Monday, April 28, 2008

Confusion.

Panic At the Disco.

Lights flashing. Lost within the colors.

A rainbow.
Im learning. How to let go. How to read the story before it is written.

To be Aware. UnaFraid.
To mediatate. To know that there is fear. To recognise the fear. Accept a certain level of fear.

To accept a certain level of pain. Dissapointment and uncertainty.
To accept it all. And to love it.

To know that things can only get better.
Because no one should ever have to settle.
A facade. A shattered mirrror breeds indifference.

A million pieces- there is no point in gluing the pieces back together.

It should be over. Hanging on to remnants. That will soon dissipate. Dissapear. Into nothingness.
A vacuum. Where something once was. Where everything once was. Where hope once was.

It is a good thing. To say goodbye.

Tuesday, April 15, 2008

FiGht

Someone who will Fight for ME

Who wants to know more about me that I think I know about myself.

Who adores me and not the idea of me.

No pedestal to fall from.

No halo above my head.

Someone who knows the secrets of the earth.

And who wants to learn them from me too.

Someone who will fight for me.
Someone who will take a stand. Who makes a decision.

An individual who Despises Apathy and all it encompasses.

Someone who remembers. And recalls.

Someone I could never live without.
Someone whom I can learn to live without.

Just someone to.

Wednesday, April 9, 2008

BURGERS BACON AND CHEESE

Just stuffed myself with Burgers, bacon and cheese.
Feeling insanely contented.
It truly is the simple things in life that make you smile.

At least I do.

Today I learnt that you can sleep the day away.
And the night too.
With the correct amount of pills.

And sunglasses in the evening is NOT a fashion faux pas!
But a statement. Although what i want to be said still remains unclear.

I learnt the mayonnaise goes with anything. Even socks.
And that the whole egg variety tastes rotten.

I also learnt that sometimes, the hardest thing to do in life is to ignore the one you LovE
And dont give in to that nagging voice. The one that keeps telling you to call. Text. Respond.

Because even the smallest break in resolve, even for a second, will spell the End.
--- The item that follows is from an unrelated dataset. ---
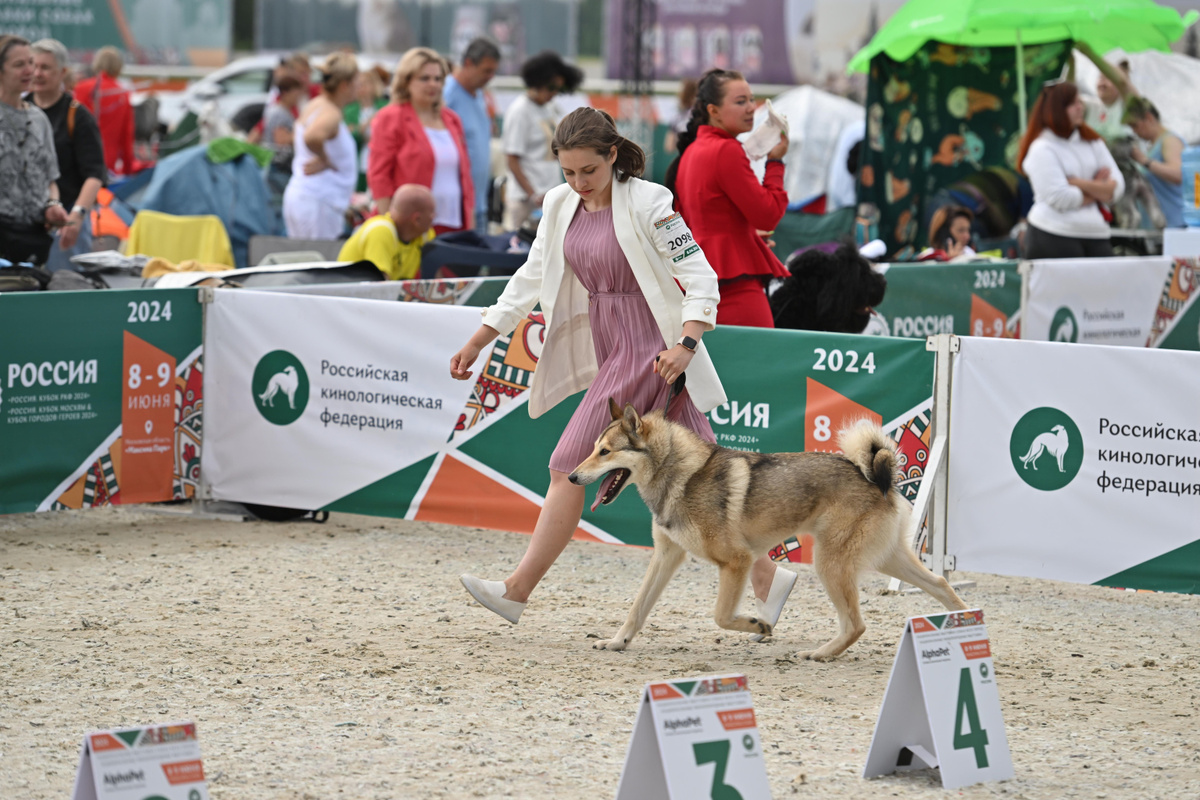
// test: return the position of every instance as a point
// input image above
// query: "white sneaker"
(780, 589)
(490, 594)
Sometimes the most difficult thing in the world is to IGNORE the one you Love.
IGNORE the throbbing and the pain.
Watch tv. Become a robot. Or go to sleep- in couches, on tables and floors.

Sometimes the most difficult thing to do is to keep your mouth shut.
Pretend it is all ok. Resist the urge to ScREAM.
Swallow the URGE to be HEaRD.

Convince yourself that you dont need him.
That you are fine.
Cling to your jar of Real MAyonnaise.
Forget his eyes, his nose and his curly hair.

Amnesia for a day. A night.
It never happened. Who, What and Where?

Honesty is the best policy. So why is it that all i see are LIES?
Red, Black streaks across an ivory plateau.

Obsession. Must be digested.
If pain can only make you stronger, how come my arms and legs and head are falling off?

Monday, April 7, 2008

A Death LAter

Reality isnt all it seems.

And i thought i kneW YOu. But I guess i didnt.

And it Burnt. Seared me.

All Those Untruths and Half Truths.

I Love You in a different Currency- worth less. Worthless.

I knew beTTer. Deep Down i realised something was wrong.
That Uncomfortable Feeling. Never at Ease.

You hid. Were hiding.
Not Anymore.

Now its MY turn.

Sometimes running is better.

Pain NOw. But If I stayed. A Death LAter.

Tuesday, April 1, 2008

So....its different this time round.

ALone and yet definitely not.

Love is Definitely CraZy. As is our definition of it. We look for direction.
A begining and and an End. The beginning of the End.

Rarely enjoying the Actual time.
Engaging in paranoia, jumping to conclusions.

We dont care. But cling on tight. Afraid that if we just...Breathe.
It will all disappear.

Only the Fear Remains. Palpitating. Beating. AliVe.

We cant believe this is happening to us. The dream and Nightmare.